Saturday, March 29, 2008

Cuba's agricultural revolution an example to the world

Cuba's agricultural revolution an example to the world:

Laura Enriquez, a sociologist at the University of California-Berkeley, who has written extensively on the subject of Latin American agriculture, said: 'What happened in Cuba was remarkable. It was remarkable that they decided to prioritize food production. Other countries in the region took the neo-liberal option and exported 'what they were good at' and imported food. The Cubans went for food security and part of that was prioritizing small farmers.'

Cuba is filled with more than 7,000 urban allotments, or organoponicos, which fill perhaps as many as 81,000 acres. They have been established on tiny plots of land in the center of tower-block estates or between the crumbling colonial homes that fill Havana. One afternoon I visited a small garden of tomatoes and spinach that had been dug just a few hundred yards from the Plaza de la Revolution, a vast concrete square where Castro and his senior regime members annually oversee Cuba's May Day parade. More than 200 gardens in Havana supply its citizens with more than 90 percent of their fruit and vegetables.
...

But could Cuba's labor-intensive example be repeated without the availability of large numbers of enforced workers?

"I don't know.
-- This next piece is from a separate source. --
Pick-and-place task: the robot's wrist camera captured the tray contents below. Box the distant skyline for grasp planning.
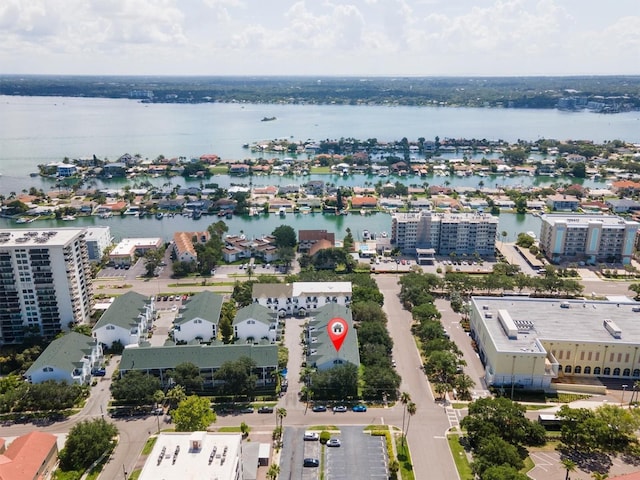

I think it is true that it has required much labor," Pretty said. "The thing is that it has also produced a lot of food. ... People are also closer to their food production. (In the West) we are worried that we don't know about where our food comes from. In Havana, people are closer to their food production and that may also have psychological benefits."

Labor would be a simple problem to solve -- people watch a little less of the idiot box, got off their duffs, and spent some time outside. That labor would likely go a ways in improving our god awful health problems.